| read.gnumeric.sheet {gnumeric} | R Documentation |
Read data from a sheet of a gnumeric (or other common spreadsheet or database) file to a data.frame.
Requires an external program, ssconvert (normally installed with gnumeric (http://projects.gnome.org/gnumeric/) in PATH.
Calls ssconvert to convert the input to CSV. ssconvert can read several file formats (see Details below).
Note: During conversion to CSV ssconvert also evaluates formulas (e.g. =sum(A1:A3)) in cells, and emits the result instead of the formula.
df<-read.gnumeric.sheet(file,
head=FALSE,
sheet.name='Sheet1',
top.left='A1',
bottom.right='IV65536',
drop.empty.rows="bottom",
drop.empty.columns="right",
colnames.as.sheet=FALSE,
rownames.as.sheet=colnames.as.sheet,
quiet=TRUE,
LANG='C',
import.encoding=NA,
...
)
file |
Name of gnumeric file (or other file type readable by
gnumeric) to read from.
This may also be an URL, i.e. like 'http://example.com/path/file.gnumeric'
|
head |
When TRUE, use first row of requested gnumeric sheet
range as column names in the resulting data.frame |
sheet.name |
Name of sheet as appears in gnumeric. Sheet names containing space character do not work. sheet.name=NA Omits sheet name from the ssconvert command line.For gnumeric files this will read the sheet that was 'current' in gnumeric when the file was saved. |
top.left |
Top left corner of requested gnumeric sheet
range, e.g. 'A1' |
bottom.right |
Bottom right corner of requested gnumeric sheet
range. The default for read.gnumeric.sheet is 'IV65536': this
causes a lot of unused lines to be printed by ssconvert then
parsed by read.csv, thus you might want to override it to
speed up reading.
Use read.gnumeric.sheet.info to read actual
bottom.right cell name from a gnumeric file (but not other formats).
|
drop.empty.rows |
One of
c('none','top','bottom','both','all').
'all' drops all empty lines from the requested range, even
those that are between two non-empty rows.
'both' drops empty lines below the last non-empty row and
above the first non-empty.
'top', 'bottom' and 'none' as you would expect.
|
drop.empty.columns |
One of
c('none','left','right','both','all')Similar to drop.empty.rows, but for columns.
|
colnames.as.sheet |
Rename columns to 'A', 'B', 'C', ... to
have names corresponding to gnumeric column names. |
rownames.as.sheet |
Rename rows to '1', '2', '3', ... to have
names corresponding to gnumeric row indices. Note: this means
df['1',], not df[1,] in the result (rownames are
strings, not integers). Note: when deciding row names only
top.left and head are accounted for, but not
e.g. skip (which may be passed to read.csv via ...).
|
quiet |
When TRUE, do not print command executed, and (on unix platforms) also redirect stderr of the external program ssconvert to /dev/null |
LANG |
Under unix, passed to ssconvert in the environment
variable 'LANG'. The default value ('C') is intended to avoid
using decimal comma in the emitted CSV file. |
import.encoding |
If not NA, passed to ssconvert as its
--import-encoding parameter.
|
... |
Extra arguments, passed to read.csv |
Data from the gnumeric file is dumped as .csv using the ssconvert program provided with gnumeric.

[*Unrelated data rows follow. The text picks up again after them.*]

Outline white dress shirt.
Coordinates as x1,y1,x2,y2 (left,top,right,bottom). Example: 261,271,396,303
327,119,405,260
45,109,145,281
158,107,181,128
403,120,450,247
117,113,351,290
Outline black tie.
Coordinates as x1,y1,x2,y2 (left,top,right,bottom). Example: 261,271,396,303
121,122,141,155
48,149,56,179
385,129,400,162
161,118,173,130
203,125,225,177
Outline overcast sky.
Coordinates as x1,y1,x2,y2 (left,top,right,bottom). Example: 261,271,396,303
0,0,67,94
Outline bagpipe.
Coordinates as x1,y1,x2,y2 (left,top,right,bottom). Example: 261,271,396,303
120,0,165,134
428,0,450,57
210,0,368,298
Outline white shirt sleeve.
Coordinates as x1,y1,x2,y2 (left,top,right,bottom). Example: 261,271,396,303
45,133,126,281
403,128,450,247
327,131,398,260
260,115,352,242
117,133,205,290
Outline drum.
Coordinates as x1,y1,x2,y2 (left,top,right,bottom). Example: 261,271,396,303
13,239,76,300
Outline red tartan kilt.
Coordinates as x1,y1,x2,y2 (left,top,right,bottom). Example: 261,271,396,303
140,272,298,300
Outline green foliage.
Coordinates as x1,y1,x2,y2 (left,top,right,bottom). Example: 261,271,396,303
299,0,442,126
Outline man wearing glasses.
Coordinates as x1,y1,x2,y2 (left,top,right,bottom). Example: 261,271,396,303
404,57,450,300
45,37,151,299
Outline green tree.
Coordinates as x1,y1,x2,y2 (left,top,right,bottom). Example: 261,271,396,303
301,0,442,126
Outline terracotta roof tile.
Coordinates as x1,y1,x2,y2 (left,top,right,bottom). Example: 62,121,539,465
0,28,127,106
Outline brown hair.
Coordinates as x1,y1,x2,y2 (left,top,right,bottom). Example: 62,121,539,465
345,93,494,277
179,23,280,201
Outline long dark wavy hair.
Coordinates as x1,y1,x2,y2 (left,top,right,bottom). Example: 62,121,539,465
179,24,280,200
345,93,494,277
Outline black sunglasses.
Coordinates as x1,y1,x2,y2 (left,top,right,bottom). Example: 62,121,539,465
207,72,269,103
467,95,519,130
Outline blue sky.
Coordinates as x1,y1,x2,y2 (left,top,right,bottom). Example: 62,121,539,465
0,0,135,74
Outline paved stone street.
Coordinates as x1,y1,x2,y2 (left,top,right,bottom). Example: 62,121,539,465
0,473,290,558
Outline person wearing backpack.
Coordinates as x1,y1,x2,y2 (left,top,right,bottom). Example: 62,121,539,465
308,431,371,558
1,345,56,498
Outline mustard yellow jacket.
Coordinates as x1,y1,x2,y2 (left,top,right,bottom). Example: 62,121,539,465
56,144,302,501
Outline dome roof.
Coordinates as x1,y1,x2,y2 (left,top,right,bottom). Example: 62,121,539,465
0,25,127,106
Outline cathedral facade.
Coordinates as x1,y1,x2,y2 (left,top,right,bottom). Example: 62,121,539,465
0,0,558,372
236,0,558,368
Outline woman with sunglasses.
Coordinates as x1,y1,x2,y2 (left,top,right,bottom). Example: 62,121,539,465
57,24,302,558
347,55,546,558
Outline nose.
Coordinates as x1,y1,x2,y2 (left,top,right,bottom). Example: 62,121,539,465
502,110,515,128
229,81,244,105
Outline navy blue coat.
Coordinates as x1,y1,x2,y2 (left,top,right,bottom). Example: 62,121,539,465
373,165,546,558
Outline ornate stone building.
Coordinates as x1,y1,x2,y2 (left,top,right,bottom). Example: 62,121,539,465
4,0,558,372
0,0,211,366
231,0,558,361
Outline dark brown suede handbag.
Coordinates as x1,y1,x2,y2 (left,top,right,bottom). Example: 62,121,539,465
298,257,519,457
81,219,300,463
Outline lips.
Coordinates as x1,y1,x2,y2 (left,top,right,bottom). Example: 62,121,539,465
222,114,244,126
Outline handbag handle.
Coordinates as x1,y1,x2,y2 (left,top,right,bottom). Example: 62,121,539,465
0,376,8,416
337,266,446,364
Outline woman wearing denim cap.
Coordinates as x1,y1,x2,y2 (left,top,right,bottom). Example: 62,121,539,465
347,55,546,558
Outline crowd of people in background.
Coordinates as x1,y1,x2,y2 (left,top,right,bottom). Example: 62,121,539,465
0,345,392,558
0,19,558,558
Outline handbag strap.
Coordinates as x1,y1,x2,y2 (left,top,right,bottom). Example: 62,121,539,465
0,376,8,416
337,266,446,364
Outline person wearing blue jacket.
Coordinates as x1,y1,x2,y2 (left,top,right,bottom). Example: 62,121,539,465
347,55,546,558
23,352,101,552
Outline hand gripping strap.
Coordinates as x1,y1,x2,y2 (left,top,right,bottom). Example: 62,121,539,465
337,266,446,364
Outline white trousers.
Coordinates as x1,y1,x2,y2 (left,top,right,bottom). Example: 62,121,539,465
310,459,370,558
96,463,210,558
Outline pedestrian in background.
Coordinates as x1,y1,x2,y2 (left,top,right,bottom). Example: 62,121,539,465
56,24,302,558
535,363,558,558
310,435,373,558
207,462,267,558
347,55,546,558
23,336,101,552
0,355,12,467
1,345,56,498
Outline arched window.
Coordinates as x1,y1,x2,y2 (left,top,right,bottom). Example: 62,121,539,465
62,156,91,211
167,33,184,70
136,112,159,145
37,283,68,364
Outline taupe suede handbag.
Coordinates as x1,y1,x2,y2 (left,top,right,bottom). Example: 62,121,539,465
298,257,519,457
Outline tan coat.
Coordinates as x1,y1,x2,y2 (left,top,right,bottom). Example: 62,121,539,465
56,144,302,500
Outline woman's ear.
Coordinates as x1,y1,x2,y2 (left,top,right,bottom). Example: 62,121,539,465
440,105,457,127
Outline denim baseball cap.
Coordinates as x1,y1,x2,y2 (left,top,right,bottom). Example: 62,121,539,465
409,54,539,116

ssconvert supports several input formats, thus the input file does not have to be a gnumeric file. The formats supported may be listed with
ssconvert --list-importers
from a shell prompt.
For me this prints (with ssconvert version '1.8.4')
ID | Description
Gnumeric_xbase:xbase | Xbase (*.dbf) file format
Gnumeric_Excel:excel | MS Excel (tm) (*.xls)
Gnumeric_Excel:xlsx | MS Excel (tm) 2007
Gnumeric_html:html | HTML (*.html, *.htm)

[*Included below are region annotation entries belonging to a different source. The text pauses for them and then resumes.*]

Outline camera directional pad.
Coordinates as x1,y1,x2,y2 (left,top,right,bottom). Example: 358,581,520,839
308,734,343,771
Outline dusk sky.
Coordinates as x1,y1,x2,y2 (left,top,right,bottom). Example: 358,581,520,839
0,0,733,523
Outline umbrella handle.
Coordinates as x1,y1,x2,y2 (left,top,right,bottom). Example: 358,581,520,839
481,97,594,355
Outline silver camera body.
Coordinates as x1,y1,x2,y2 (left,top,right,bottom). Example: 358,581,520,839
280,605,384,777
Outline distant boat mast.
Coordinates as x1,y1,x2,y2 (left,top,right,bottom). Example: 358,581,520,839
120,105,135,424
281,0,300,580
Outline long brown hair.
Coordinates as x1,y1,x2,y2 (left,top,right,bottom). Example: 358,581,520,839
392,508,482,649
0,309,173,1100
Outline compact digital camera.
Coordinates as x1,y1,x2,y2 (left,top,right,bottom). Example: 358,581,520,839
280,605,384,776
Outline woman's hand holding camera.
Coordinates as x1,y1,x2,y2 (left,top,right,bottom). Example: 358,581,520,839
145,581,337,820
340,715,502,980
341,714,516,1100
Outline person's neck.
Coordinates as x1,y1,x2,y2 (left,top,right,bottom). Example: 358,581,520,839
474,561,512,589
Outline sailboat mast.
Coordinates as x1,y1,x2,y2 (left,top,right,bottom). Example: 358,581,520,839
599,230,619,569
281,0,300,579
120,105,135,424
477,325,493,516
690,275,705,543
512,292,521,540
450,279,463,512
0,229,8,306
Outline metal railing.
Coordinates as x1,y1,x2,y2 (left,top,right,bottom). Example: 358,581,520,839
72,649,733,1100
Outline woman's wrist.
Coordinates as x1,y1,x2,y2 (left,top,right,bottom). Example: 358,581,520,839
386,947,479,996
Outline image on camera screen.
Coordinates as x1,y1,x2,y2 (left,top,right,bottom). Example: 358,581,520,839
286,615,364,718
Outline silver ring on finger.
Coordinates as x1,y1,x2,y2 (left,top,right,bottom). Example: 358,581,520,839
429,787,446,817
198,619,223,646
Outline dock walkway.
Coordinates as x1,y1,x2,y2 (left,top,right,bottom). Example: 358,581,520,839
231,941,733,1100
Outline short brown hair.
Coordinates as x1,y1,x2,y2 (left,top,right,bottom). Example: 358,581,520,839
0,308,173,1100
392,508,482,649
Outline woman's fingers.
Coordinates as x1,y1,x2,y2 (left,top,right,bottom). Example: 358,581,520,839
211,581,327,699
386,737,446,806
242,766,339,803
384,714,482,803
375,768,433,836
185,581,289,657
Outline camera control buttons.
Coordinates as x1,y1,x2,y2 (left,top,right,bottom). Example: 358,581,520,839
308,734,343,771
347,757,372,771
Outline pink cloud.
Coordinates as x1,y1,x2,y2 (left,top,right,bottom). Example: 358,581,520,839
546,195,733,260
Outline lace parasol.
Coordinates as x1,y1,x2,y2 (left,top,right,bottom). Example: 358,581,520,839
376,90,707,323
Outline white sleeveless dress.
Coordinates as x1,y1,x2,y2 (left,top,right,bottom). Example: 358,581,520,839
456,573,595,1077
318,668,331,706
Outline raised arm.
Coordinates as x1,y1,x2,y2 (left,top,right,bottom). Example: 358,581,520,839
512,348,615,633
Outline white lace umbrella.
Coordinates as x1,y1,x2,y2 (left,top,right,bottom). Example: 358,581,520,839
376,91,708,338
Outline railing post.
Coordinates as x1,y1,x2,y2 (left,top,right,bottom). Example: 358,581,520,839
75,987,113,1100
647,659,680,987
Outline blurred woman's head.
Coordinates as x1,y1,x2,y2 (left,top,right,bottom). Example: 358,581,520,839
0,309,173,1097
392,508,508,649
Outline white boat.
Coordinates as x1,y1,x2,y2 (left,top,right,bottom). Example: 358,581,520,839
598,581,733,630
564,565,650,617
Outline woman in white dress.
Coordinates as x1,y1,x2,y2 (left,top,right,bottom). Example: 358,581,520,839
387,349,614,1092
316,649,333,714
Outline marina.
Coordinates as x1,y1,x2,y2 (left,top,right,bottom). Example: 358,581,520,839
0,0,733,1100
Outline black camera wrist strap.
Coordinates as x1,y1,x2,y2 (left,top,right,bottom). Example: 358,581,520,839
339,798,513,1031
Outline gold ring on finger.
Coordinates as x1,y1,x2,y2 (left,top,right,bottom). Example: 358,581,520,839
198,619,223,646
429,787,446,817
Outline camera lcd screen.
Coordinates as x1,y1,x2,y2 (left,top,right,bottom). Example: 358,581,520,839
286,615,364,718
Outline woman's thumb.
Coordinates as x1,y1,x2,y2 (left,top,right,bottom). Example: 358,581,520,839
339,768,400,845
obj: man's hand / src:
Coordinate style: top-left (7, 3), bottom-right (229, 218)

Gnumeric_oleo:oleo | GNU Oleo (*.oleo)
Gnumeric_applix:applix | Applix (*.as)
Gnumeric_QPro:qpro | Quattro Pro (*.wb1, *.wb2, *.wb3)
Gnumeric_paradox:paradox | Paradox database or
| primary index file
Gnumeric_sc:sc | SC/xspread
Gnumeric_XmlIO:sax | Gnumeric XML (*.gnumeric)
Gnumeric_lotus:lotus | Lotus 123 (*.wk1, *.wks, *.123)
Gnumeric_XmlIO:dom | Gnumeric XML (*.gnumeric) Old
| slow importer
Gnumeric_dif:dif | Data Interchange Format (*.dif)
Gnumeric_Excel:excel_xml | MS Excel (tm) 2003 SpreadsheetML
Gnumeric_OpenCalc:openoffice | Open/Star Calc (*.sxc, *.ods)
Gnumeric_plan_perfect:pln | Plan Perfect Format (PLN) import
Gnumeric_sylk:sylk | MultiPlan (SYLK)
Gnumeric_mps:mps | Linear and integer program (*.mps)
| file format
Gnumeric_stf:stf_csvtab | Comma or tab separated
| values (CSV/TSV)
Gnumeric_stf:stf_assistant | Text import (configurable)
But the actual list may depend on which import plugins are installed for gnumeric.
| Format | Source | Status |
| .gnumeric | gnumeric | works |
| .xls | gnumeric | works |
| .html | gnumeric [Save as / HTML 4.0] | works |
| .html | Openoffice Calc [Save as/HTML Document] | works |
| .ods | Openoffice Calc | might work[1] |
| Other formats | not tested |
[1] during .ods import ssconvert emits some messages on stdout (corrupts output). Worked around on unix with | grep , on the output. (The problem has been corrected in libgsf on 2009-08-20, thus the workaround is expected to be removable by 2010)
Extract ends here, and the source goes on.